06:30 Uhr, Grube lacht (?) Ich bin mir für den Moment nicht sicher ob der nur irgendwas lustiges träumt, oder ich selber nur geträumt habe, daß Grube lacht. Vorsichtig und ohne mich zu bewegen, was für Grube ein willkommenes Signal wäre die Nachtruhe als offiziell beendet zu betrachten, blinzele ich nach links. Grube liegt grinsend und mit Kopfhörern auf den Ohren im Bett. Gut, der ist im Prinzip 'beschäftigt' und die Chancen stehen gut, das Ende der Nachtruhe doch noch etwas hinauszuzögern.
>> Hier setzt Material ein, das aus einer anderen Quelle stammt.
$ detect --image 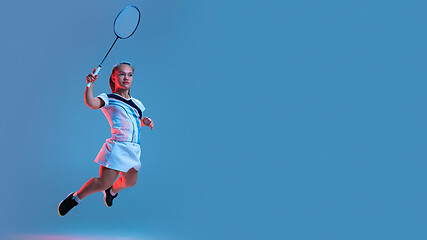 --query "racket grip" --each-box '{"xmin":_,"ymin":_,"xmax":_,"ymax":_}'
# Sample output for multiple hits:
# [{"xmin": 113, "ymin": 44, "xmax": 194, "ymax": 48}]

07:20 Uhr, ich werde wieder aus dem Schlaf gerissen. Diesmal aber nicht durch meinen lachenden 'Mitbewohner' sondern durch ziemlichen Lärm aus dem Salon bzw. der Kombüse. Der Smutje kann das meines Erachtens nicht sein. Der war gestern viel zu besoffen um jetzt schon wieder zu funktionieren. Dieter ist in der Regel um diese Uhrzeit auch noch nicht in der senkrechten Position anzutreffen. Das kann also nur Holger oder Quaddel sein. Holger weil die Angel ruft und Quaddel weil er entweder 'ne Fressattacke hatte, oder die Altersboshaftigkeit eines Ü-60'jährigen ihn aus dem Bett getrieben hat .
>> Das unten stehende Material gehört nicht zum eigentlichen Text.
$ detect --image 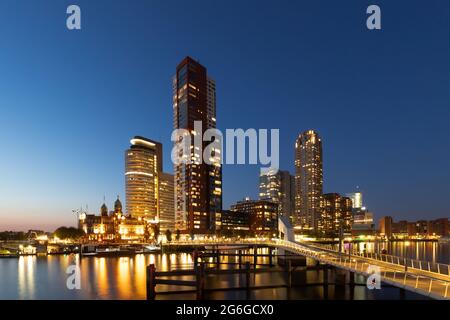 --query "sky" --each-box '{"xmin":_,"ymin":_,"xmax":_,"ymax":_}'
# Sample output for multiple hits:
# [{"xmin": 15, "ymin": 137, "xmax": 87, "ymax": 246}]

07:46 Uhr, es wird immer lauter. Jetzt reicht's, ich muss ein 'Machtwort' sprechen. Wutentbrannt und mit den Worten:"Es gibt hier Individuen an Bord, die den ganzen Tag pennen, kaum am öffentlichen Leben teilnehmen um dann zu nachtschlafender Zeit den Leuten auf den Sack gehen zu können!!!" reiße ich die Kajüten-Tür auf. Etwas überrascht und erschrocken von diesen Worten blicken mich zwei Augenpaare an. (Es bedarf nicht wirklich viel Intelligenz um herauszufinden wem diese gehören.) Rums!! Tür wieder zu.  


       Lädierte Nasen, Fehlalarme und Rohrsperren

08:14 Uhr, Quaddel deckt den Frühstückstisch. Entweder um sich einzukratzen oder um nicht untätig rumzusitzen zu müssen. Er erzählt, daß er auf die Uhr geschaut hat und es 'schon' zehn nach acht war. "Klasse, schon so spät, jetzt 'darf' ich aufstehen! ". Der Hirni Hat seine Uhr nicht umgestellt. Mal abgesehen davon, daß die Uhren in Irland sowieso anders gehen, ist es hier nämlich um diese Zeit erst 07:10 Uhr.

08:20 Uhr, Dieter tut die Nase weh. Rein optisch sieht die auch etwas lädiert aus. Jetzt wird mir einiges klar. Ich glaube, das Guinness was er gestern Abend plötzlich in der Hand hatte, und ich nicht einordnen konnte, hat er sich nicht am Tresen geholt sondern hart 'erkämpft'.  

08:26 Uhr, genau nach Plan gibt es am Tag-1 der Tour 'Gedeck 1' zum Frühstück. Damit der U-Berg nicht immer so planlos und liederlich auf dem Tisch rumsteht, hab ich den in eine dekorative Mini-Getränkekiste einsortiert.

08:38 Uhr, die eben erwähnte Getränkekiste ist leer.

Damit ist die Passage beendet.